From a partial side view, one person couldn't tell if it was a minivan or crossover.

When in reverse, one witness asked if it was electric because it was so quiet.

From the back seat, the 10-year old said, "I like how everything fits."

After driving nearly 1,000 mountainous miles in the Colorado Rockies, I had to agree.

The Pacifica handles like a crossover, looks more button-down yet still has two sliding doors, a built-in entertainment system, a high ceiling and a low floor, with a tall, wide rear that enables it to excel at what it was meant to do: haul people-and things-in comfort.

The difference is that the minivan has never been this good.

Just like the first time, Chrysler has built the Pacifica on an all-new platform not shared by any other Fiat Chrysler automobile.

It has a wider wheelbase and is 250 pounds lighter than the outgoing model, thanks primarily to lighter doors and liftgate.
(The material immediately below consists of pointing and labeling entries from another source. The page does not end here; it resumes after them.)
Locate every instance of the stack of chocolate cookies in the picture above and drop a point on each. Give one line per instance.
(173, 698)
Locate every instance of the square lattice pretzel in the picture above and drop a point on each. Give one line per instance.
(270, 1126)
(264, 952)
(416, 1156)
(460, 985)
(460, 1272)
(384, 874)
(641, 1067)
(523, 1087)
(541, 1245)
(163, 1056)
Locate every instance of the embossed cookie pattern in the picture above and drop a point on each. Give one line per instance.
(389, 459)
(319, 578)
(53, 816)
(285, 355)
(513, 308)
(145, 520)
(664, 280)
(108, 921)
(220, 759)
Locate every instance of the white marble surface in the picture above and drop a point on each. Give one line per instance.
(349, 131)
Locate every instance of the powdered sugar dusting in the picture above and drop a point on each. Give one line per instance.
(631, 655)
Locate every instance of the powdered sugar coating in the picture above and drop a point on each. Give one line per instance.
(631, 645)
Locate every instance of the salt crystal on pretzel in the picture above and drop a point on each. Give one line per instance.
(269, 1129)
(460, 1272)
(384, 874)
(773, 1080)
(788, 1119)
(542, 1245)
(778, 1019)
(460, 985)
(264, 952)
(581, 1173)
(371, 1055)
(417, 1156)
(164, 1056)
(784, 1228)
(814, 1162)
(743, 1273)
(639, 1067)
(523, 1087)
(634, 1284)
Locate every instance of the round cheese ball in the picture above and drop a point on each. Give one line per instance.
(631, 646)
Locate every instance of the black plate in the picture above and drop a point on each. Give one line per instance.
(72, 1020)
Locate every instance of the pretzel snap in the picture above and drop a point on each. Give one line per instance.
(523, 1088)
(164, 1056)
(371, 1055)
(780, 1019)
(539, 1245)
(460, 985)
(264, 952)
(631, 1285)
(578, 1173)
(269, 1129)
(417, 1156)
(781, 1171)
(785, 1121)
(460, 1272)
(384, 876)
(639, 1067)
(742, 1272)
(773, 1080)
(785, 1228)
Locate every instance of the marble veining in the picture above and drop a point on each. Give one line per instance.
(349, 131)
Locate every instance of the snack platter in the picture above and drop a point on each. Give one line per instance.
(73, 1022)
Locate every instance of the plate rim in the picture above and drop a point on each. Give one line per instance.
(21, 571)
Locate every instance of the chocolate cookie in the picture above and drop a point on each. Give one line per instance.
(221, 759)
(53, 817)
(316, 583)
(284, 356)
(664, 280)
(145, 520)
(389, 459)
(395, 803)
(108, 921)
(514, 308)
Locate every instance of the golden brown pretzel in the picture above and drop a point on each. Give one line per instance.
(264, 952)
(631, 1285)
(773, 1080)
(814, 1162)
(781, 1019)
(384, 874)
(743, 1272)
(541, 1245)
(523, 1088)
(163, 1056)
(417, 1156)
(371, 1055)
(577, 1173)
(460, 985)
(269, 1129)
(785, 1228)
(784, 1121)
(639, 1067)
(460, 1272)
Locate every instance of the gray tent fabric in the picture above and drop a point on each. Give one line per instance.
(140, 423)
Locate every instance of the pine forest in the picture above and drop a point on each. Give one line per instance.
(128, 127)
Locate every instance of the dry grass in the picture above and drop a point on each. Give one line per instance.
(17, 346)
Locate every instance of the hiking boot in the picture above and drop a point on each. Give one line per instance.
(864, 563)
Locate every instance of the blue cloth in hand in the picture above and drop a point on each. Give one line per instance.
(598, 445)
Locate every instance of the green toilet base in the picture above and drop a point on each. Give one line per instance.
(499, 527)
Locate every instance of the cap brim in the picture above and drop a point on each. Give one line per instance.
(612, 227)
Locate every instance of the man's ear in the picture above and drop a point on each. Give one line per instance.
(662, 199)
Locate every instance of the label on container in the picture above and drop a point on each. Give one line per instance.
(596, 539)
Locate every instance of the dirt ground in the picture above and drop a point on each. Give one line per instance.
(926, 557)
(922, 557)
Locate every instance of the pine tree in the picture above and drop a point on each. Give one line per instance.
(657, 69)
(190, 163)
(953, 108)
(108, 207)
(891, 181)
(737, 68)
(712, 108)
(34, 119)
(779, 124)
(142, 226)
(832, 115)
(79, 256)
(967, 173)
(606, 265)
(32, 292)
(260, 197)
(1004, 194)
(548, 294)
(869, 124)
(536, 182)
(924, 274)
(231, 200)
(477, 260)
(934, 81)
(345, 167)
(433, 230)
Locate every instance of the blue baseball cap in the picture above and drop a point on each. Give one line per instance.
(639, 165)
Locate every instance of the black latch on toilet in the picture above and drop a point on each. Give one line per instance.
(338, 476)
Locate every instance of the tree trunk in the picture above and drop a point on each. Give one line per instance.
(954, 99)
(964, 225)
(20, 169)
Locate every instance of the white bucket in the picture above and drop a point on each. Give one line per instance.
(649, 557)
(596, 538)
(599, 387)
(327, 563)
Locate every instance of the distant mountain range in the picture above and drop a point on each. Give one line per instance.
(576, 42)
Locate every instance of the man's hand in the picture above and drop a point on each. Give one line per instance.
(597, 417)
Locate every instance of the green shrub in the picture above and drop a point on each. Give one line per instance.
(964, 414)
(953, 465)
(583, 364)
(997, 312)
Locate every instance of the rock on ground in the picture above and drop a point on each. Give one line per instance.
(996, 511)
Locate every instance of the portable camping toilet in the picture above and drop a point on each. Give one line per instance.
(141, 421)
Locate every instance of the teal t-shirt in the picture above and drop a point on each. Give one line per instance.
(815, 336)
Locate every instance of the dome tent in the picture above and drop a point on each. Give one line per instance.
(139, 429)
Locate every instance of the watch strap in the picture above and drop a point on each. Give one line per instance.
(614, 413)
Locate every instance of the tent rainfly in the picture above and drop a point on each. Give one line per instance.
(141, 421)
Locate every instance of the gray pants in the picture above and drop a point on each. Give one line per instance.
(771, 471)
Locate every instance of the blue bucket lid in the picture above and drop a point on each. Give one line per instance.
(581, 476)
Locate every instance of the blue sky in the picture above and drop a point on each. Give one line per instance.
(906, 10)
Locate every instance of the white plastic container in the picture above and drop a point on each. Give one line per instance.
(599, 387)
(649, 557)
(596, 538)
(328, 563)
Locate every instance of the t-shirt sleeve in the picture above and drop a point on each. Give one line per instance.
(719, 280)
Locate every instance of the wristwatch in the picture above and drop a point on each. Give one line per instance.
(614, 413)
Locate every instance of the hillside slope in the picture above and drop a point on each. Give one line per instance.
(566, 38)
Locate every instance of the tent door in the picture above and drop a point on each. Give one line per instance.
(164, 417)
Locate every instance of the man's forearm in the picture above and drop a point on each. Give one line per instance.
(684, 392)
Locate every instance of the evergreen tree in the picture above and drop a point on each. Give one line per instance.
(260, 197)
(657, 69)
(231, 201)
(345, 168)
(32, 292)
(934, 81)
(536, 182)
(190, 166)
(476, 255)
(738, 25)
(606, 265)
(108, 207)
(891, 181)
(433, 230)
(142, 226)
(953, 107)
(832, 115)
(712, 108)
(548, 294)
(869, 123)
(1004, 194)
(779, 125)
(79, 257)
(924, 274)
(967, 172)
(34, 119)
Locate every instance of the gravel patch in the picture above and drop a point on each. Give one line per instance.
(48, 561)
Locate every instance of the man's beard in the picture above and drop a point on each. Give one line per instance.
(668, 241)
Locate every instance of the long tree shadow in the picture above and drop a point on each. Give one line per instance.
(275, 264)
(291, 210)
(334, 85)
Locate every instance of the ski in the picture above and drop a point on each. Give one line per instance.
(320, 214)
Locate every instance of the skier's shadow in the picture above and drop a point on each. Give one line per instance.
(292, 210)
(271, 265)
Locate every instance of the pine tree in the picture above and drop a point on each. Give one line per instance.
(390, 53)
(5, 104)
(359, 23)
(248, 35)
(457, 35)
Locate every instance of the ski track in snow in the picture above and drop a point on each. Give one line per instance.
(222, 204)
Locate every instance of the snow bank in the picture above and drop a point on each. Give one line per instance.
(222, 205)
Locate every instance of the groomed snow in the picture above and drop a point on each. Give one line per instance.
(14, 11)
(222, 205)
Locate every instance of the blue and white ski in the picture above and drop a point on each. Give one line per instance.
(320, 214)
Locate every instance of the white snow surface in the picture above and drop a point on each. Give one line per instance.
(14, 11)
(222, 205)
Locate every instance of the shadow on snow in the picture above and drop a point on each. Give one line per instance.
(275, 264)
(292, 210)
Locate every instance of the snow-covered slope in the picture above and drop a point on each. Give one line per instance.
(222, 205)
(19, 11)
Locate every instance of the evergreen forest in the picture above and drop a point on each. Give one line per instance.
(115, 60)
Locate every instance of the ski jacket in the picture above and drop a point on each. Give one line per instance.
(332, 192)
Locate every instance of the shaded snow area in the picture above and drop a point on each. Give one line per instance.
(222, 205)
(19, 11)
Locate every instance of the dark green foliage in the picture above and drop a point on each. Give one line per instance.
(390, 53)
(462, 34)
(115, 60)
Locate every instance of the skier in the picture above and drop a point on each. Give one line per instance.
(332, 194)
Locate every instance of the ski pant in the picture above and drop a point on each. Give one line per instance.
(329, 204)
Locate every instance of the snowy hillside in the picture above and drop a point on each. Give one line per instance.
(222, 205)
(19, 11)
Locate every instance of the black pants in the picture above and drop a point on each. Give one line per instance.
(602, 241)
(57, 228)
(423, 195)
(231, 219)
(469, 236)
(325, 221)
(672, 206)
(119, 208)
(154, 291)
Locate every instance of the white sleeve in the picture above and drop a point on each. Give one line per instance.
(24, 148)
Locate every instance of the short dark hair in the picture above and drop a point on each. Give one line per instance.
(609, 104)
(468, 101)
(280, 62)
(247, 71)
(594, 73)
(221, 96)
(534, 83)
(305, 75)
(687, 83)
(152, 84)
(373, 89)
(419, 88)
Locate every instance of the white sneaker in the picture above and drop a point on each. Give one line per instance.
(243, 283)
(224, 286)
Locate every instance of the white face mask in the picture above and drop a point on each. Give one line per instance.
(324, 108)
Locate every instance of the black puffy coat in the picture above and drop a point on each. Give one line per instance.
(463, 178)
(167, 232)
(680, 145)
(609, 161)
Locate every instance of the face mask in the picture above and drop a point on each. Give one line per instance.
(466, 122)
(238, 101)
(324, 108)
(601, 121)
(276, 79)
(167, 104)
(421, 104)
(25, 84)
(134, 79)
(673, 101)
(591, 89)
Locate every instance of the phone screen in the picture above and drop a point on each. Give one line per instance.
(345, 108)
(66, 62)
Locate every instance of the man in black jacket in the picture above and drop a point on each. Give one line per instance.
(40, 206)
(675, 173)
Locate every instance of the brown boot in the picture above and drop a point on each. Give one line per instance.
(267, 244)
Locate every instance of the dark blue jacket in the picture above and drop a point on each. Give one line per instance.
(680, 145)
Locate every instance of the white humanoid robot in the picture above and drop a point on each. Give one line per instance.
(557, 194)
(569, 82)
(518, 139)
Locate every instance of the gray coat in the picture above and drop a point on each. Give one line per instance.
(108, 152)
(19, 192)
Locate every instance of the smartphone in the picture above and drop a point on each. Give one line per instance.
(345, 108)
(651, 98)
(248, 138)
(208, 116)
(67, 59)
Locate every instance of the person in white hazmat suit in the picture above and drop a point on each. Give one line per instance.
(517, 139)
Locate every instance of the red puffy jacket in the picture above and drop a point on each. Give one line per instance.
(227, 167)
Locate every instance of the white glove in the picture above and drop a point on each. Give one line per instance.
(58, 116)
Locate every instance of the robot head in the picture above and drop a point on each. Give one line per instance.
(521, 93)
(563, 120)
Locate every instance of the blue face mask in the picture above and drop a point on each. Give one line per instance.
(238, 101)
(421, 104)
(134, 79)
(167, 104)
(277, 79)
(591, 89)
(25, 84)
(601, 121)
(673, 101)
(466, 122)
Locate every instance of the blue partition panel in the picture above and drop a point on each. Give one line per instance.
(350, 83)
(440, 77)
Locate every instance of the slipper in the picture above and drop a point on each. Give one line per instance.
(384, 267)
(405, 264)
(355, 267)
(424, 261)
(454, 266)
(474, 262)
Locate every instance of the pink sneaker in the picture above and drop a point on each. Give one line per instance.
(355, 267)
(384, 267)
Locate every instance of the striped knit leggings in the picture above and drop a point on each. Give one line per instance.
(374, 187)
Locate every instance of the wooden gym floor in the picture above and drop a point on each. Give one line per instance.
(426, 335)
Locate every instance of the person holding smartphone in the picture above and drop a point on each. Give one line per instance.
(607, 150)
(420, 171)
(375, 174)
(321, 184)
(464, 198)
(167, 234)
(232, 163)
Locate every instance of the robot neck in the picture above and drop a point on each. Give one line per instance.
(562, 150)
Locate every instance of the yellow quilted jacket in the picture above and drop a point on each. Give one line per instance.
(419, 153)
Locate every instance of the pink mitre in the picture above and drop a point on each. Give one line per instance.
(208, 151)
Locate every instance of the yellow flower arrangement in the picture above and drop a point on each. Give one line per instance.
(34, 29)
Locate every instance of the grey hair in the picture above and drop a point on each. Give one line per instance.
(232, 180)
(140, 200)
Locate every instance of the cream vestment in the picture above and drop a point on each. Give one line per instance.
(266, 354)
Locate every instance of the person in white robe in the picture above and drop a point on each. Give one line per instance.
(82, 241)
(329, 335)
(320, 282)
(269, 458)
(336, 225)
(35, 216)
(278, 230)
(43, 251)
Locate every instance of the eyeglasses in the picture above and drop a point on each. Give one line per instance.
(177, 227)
The tester came with 18-inch wheels ($895) and lower-profile all-season tires, which make it appear to be able to handle mountain back roads-ground clearance be hanged!

It can't, it's not meant for that and for now it comes only in front-wheel drive. "We're always open to feedback from our customers and would consider (all-wheel drive) in our future," Pacifica rep Angela Bianchi said.

Bring it. Snow tires will handle dicey terrain better than AWD, but who wants to be switching tires twice a year when the kids' schedule takes no break. Ever.

The Pentastar V-6 provides plenty of pep from a stop, letting certain drivers squeal away from family functions and hot-date drop-offs.

It steers like a minivan, wide and boatish, but the nose tucks into turns more like a sedan than a minivan.

While an atlas is always better than vehicle navigation on road trips, the UConnect system and the 7-inch vehicle information display make for simple navigation of the world inside the car. We napped, ate, ogled scenery, changed outfits, stowed camping gear alongside civilized togs and otherwise lived in the Pacifica for nearly
a week.

Though we didn't need to flip the awesomely clever Stow 'n Go second- and third-row seats into the floor to haul bedroom sets or sheets of drywall on the converted flat bed, the kids were able to figure out how to do it if the
need arose.

In fact, unlike so many of the camping tasks (kids will ask where to get wood in a forest), the grade schoolers were able to handle all those minivan functions by themselves, including uncovering one of the free apps that teaches U.S. state geography via license plates passed on the road.

The Pacifica makes parenting easier, which makes life better. And that, my college friends, is something worth betting on.